Using machine learning techniques and merging big data from Google Trends, the first edition of Consumer Querimetrix provides consumer insights into India’s evolving car buying journey.
Kotak Institutional Equities, a division of Kotak Securities Limited, in collaboration with Google, has launched Consumer Querimetrix — a tool that demystifies and predicts near-term Indian consumer behavior by analyzing Google Trends data.
Using machine learning techniques and merging big data from Google Trends, the first edition of Consumer Querimetrix provides consumer insights into India’s evolving car buying journey. Using Google Trends data, the tool enables ‘nowcasting’ (near-term predictions) on consumer activity, capturing inflection points earlier than traditional forecasting tools to give a complete picture — on car launches, last mile hiccups, cannibals and competition.
Each edition of the Consumer Querimetrix series will focus on consumer behavior in a different industry.
Launching the report, C Jayaram, Joint Managing Director, Kotak Mahindra Bank said, “The digital wave is challenging conventional business practices across industries. Ground rules are evolving rapidly along with the consumer and those in the business of business intelligence need new tools to keep up with the changing landscape. Consumer Querimetrix is our step in that direction. Today, the sheer volume of consumer-centric search data available presents a tremendous opportunity to analyze and throw up actionable insights. These takeaways would be useful to both companies and investors.”

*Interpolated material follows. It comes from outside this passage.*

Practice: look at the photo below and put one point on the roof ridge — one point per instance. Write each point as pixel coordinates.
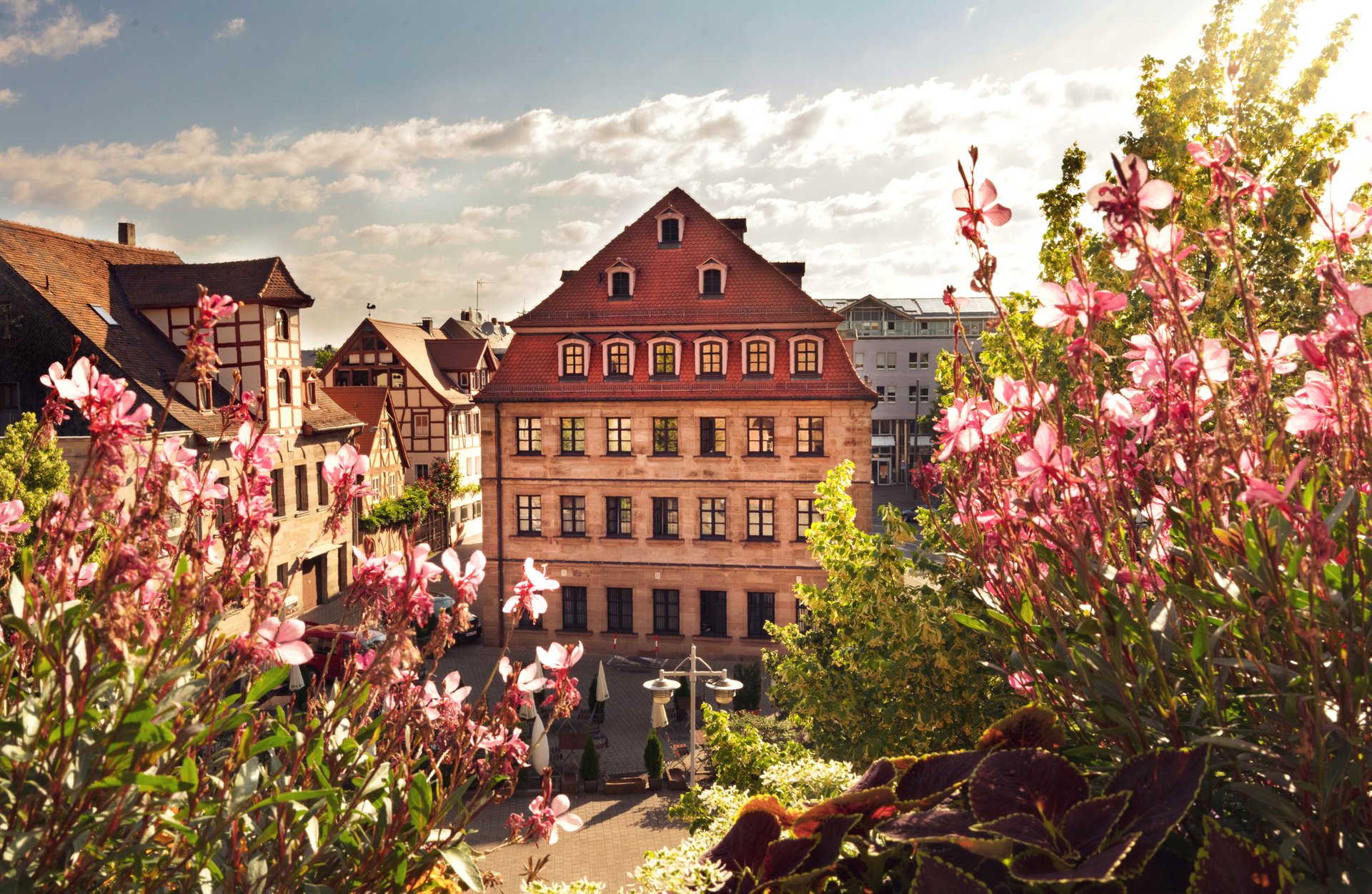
(83, 239)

The first edition of Consumer Querimetrix which focuses on the passenger car segment highlights the extent to which the Internet is altering the ground rules for vendors of cars and allied products/services. With growing access to easy information online, the Indian car buyer’s journey from a whim to final purchase has changed dramatically. More than 75% of car buyers are researching online for reviews, comparative specifications, financial products and used car markets before making a purchase. The first edition of Consumer Querimetrix also explains how the traditional ‘funnel’ model is giving way to a more complex purchasing path where ‘initial consideration’ may not always guarantee sales. Although higher auto-related searches correspond to higher demand for cars, this does not hold true on a brand-wise basis.

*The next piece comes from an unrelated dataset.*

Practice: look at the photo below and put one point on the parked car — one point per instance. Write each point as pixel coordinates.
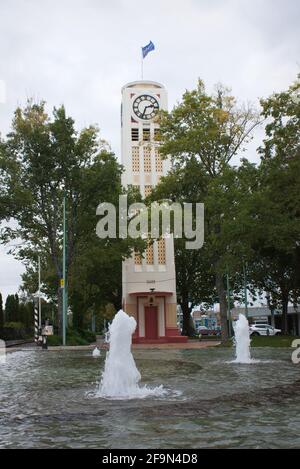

Saifullah Rais, Quantitative Analyst at Kotak Institutional Equities and the architect of Consumer Querimetrix said, “In the absence of conventional rules, traditional decision-support systems are not very effective. They fall short on scalability and adaptability. Machine learning algorithms learn from data and do not rely on explicit rules, making them the most effective method of dealing with data explosion.”